AbbVie Required to Add Warnings to Labels

The FDA plans to require drug maker AbbVie to add new warnings to the safety labels of the mediations, Viekira Pak and Technivie, directed toward patients who already have advanced liver disease linked to hepatitis C. The agency also urged doctors to closely monitor patients taking the drugs for symptoms of worsening liver death, and to advise patients to seek medical care immediately if they develop:

  • Fatigue
  • Loss of appetite
  • Nausea
  • Vomiting
  • Jaundice
  • Other signs of liver injury

New Hepatitis C Drugs Effective But Pricey

Both Viekira Pak and Technivie were approved by the FDA and introduced to the market during the past year. The medications are among several new treatments for hepatitis C that have drawn attention not only for their effectiveness, but also for their high cost, which can exceed $80,00 per patient.
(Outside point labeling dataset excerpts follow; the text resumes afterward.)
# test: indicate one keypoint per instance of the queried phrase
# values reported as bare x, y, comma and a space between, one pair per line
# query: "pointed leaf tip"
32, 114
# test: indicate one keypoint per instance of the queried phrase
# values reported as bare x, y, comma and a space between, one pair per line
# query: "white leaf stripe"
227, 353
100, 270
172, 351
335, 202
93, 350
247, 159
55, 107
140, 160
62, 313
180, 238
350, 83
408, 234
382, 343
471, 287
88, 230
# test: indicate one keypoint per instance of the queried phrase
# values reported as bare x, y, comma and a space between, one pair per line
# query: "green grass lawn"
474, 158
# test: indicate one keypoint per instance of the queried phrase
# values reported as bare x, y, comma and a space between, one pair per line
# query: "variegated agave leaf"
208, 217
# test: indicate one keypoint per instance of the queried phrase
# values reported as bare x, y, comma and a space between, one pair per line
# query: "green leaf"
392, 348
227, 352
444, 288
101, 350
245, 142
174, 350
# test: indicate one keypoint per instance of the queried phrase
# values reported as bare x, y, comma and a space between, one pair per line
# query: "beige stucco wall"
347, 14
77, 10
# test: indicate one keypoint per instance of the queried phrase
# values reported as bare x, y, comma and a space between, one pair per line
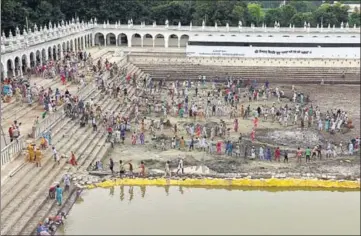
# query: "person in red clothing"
11, 133
277, 154
73, 161
63, 79
142, 169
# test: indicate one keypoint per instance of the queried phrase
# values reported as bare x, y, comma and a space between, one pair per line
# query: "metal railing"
9, 152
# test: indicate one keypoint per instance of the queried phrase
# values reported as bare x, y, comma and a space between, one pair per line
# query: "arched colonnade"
17, 65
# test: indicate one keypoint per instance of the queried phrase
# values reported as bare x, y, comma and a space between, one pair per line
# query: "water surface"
180, 210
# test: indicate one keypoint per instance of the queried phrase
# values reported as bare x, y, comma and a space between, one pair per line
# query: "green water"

However, in the wake of the FDA announcement, AbbVie’s stock reportedly fell more than 10 percent.

According to the Centers for Disease Control and Prevention (CDC), nearly 3 million Americans have the hepatitis C virus, which if left untreated can result in long-term health problems, including liver damage, liver failure, liver cancer, and even death. An estimated 15,000 people in the U.S. die from the disease each year.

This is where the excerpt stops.